Not a vocation programmer, please excuse me if this is obvious. I cannot run a loop: / ...
I have 3 lists:
gene_concepts[0] = ['+0|+77|CFTR', '+12|+77|CYP2C19']
genes = ['CFTR', 'CFTR', 'CFTR', 'CFTR', 'CFTR', 'CFTR', 'CFTR',
'CFTR', 'CFTR', 'CFTR', 'CFTR', 'CFTR', 'CYP2C19', 'CYP2C19',
'CYP2C19', 'CYP2C19', 'CYP2C19', 'CYP2C19', 'CYP2C19', 'CYP2C19']
haplotypes = ['CFTR F508del(CTT)', 'CFTR F508del(TCT)', 'CFTR G1244E',
'CFTR G1349D', 'CFTR G178R', 'CFTR G551D', 'CFTR G551S', 'CFTR S1251N',
'CFTR S1255P', 'CFTR S549N', 'CFTR S549R(A>C)', 'CFTR S549R(T>G)',
'CYP2C19 *10', 'CYP2C19 *10', 'CYP2C19 *10', 'CYP2C19 *10', 'CYP2C19
*10', 'CYP2C19 *10', 'CYP2C19 *10', 'CYP2C19 *10']
Note that the haplotypes and genes correspond (ie, the first member of the line in the CFTR haplotype list and corresponds to the first element of the list in the gene list ... so they are ordered)
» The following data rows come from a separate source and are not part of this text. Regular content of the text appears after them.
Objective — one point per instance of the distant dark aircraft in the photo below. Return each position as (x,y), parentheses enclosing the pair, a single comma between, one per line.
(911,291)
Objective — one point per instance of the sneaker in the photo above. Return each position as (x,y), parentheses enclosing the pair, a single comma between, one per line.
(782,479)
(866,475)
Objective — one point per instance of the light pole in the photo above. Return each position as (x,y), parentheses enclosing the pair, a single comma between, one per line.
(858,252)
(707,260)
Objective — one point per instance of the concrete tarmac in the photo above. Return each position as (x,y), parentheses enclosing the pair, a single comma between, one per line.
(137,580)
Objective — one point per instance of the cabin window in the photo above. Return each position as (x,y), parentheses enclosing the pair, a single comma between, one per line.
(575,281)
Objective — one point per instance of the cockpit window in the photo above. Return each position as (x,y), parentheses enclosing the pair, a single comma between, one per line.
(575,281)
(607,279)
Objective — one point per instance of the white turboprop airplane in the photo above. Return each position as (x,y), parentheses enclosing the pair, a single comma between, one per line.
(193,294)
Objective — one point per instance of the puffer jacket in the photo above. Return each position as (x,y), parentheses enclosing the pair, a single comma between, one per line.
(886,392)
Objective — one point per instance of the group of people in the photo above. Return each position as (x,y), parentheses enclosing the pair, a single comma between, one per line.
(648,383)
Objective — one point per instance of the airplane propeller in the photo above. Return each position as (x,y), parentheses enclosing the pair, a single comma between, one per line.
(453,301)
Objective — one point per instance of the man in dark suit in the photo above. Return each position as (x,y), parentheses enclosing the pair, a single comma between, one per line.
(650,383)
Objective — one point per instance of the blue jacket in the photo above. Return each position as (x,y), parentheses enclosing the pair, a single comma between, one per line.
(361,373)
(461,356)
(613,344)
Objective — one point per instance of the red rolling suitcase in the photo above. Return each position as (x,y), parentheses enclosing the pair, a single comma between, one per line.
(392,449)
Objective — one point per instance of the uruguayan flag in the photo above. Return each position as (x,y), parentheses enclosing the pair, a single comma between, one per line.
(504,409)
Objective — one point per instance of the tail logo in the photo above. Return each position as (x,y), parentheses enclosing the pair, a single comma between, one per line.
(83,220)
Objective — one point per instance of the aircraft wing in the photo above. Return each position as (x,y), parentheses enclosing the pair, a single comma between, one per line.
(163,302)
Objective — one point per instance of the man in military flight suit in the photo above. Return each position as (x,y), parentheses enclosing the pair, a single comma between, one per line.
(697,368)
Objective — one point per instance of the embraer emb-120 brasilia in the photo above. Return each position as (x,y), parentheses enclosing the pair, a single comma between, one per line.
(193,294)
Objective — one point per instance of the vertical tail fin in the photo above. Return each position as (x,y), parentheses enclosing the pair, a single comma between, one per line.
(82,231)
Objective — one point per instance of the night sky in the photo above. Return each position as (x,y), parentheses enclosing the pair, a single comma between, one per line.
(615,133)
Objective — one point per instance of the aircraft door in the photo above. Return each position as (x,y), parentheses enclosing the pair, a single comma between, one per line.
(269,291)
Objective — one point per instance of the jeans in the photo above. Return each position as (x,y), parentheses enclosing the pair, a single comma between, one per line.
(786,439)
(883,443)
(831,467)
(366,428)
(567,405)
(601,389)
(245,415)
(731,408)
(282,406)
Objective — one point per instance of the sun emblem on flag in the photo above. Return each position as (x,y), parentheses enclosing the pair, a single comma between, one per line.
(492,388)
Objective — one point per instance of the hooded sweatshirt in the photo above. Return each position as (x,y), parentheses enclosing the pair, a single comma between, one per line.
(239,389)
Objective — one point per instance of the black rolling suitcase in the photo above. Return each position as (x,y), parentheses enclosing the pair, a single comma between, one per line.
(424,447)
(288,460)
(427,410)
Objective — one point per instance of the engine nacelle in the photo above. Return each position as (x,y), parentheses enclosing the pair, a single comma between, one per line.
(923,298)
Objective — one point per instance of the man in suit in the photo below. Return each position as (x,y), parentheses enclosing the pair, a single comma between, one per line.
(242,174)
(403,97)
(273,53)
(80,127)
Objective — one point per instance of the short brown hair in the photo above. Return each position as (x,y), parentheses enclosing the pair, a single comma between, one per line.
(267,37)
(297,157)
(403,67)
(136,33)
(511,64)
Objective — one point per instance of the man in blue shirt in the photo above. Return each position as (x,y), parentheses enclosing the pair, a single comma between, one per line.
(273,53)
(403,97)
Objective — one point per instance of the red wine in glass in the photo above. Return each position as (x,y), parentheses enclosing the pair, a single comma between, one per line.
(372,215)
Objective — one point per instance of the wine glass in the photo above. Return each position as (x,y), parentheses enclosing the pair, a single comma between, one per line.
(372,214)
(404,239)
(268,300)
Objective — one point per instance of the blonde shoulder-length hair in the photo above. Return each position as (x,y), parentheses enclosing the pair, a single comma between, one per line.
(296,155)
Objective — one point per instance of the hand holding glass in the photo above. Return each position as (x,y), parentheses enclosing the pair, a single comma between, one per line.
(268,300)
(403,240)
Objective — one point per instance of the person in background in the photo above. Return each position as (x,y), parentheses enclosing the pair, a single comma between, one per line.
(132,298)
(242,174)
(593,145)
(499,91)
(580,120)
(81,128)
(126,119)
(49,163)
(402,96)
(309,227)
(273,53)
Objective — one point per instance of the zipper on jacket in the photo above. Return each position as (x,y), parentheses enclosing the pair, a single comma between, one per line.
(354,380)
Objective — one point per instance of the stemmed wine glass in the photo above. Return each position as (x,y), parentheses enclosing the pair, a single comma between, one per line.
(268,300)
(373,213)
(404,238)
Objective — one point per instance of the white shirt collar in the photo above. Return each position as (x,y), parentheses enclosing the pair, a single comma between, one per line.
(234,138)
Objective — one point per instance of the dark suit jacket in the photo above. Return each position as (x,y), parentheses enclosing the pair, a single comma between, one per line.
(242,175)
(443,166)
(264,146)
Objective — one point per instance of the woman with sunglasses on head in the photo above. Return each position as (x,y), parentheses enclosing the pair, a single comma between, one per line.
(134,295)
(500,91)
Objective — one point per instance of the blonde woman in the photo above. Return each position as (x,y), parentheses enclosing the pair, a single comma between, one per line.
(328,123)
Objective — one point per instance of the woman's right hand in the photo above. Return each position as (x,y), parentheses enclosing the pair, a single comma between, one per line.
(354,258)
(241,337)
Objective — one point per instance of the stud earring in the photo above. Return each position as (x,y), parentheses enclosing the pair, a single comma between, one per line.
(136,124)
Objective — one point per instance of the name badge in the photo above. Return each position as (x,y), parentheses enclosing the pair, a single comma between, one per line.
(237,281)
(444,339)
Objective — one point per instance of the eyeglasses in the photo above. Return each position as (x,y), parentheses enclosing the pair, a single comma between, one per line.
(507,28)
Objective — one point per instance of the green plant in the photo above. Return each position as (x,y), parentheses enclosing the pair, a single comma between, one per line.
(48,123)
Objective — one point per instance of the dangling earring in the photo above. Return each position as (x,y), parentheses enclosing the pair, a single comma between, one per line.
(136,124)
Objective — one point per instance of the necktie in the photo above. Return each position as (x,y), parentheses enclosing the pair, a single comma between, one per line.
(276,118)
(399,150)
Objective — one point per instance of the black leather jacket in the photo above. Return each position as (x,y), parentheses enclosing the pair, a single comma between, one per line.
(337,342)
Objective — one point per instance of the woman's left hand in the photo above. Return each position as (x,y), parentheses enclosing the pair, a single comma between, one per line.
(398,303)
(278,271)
I want to create a new list or just output a set of lines so that haplotypes having the same gene (so that genes can match each other or a substring of the first part of a haplotype string, depending on which specific code is assigned that is in the gene_concepts list and matches the first member before "|", the separator in the list of strings.
Desired Result:
+21|+0|CFTR F508del(CTT)
+22|+0|CFTR F508del(TCT)
+23|+0|CFTR G1244E
+24|+0|CFTR G1349D
+25|+0|CFTR G178R
+26|+0|CFTR G551D
+27|+0|CFTR G551S
+28|+0|CFTR S1251N
+29|+0|CFTR S1255P
+30|+0|CFTR S549N
+31|+0|CFTR S549R(A>C)
+32|+0|CFTR S549R(T>G)
+33|+12|CYP2C19 *10
+34|+12|CYP2C19 *10
+35|+12|CYP2C19 *10
+36|+12|CYP2C19 *10
+37|+12|CYP2C19 *10
+38|+12|CYP2C19 *10
+39|+12|CYP2C19 *10
+40|+12|CYP2C19 *10
, "+21... + 39 - temp_code_2"... , . - , . 2- .
...
def generate_haplotype_concepts(gene_concepts[0], haplotypes):
temp_code_2 = 20
index = 0
for batch_line in gene_concepts[0]:
gene_parent_code = batch_line.split("|")[0]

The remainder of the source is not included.